Luckylegs9 Sat 12-Dec-15 08:38:58

This thread has made me cry. How I wish none of you had to suffer the loss of a child and in some cases children. Sands is a brilliant organisation, at the National Arboretum they have a garden there. I have put two stones for two grandchildren lost that I have never been able to talk about, the parents can't, but understand that it is their pain and they have to cope the best way they can.

RafisGrandma1957 Wed 02-Dec-15 22:07:07

We lost our son Adam at 13.5 weeks just over 35 years ago. I was alone when I found him and have never got over the trauma. We have 3 lovely children and one gorgeous grandson but you can still scratch the surface and it is as painful as if it was yesterday. You never get over these things, just learn to live with them.

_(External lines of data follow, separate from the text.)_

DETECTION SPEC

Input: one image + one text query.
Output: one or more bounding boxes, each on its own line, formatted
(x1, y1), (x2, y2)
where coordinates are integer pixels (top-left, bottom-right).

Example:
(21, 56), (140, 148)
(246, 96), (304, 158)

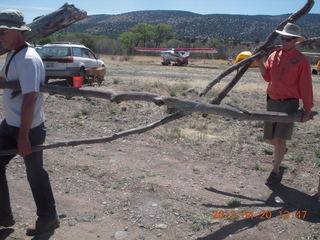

Nelliemaggs Wed 02-Dec-15 12:34:37

This is so sad and I am weeping into my cup of tea. My baby brother died at two days when I was ten and I thought it was my fault because I was often told that I was a bad child. My father gave us older ones a list of words we were never to utter, songs we may not sing. Then no-one ever mentioned him again and the guilt stayed with me.
Ten years later I lost my own baby to adoption, the circumstances of which meant I could not tell anyone about it, had to get straight back to work and never grieved, though the guilt and pain were there every day for the following 50 plus years.
I have been lucky to be blessed with three more children and 6 wonderful grandchildren but the pain remains and I have often thought I should seek out bereavement counselling but the guilt gets in the way.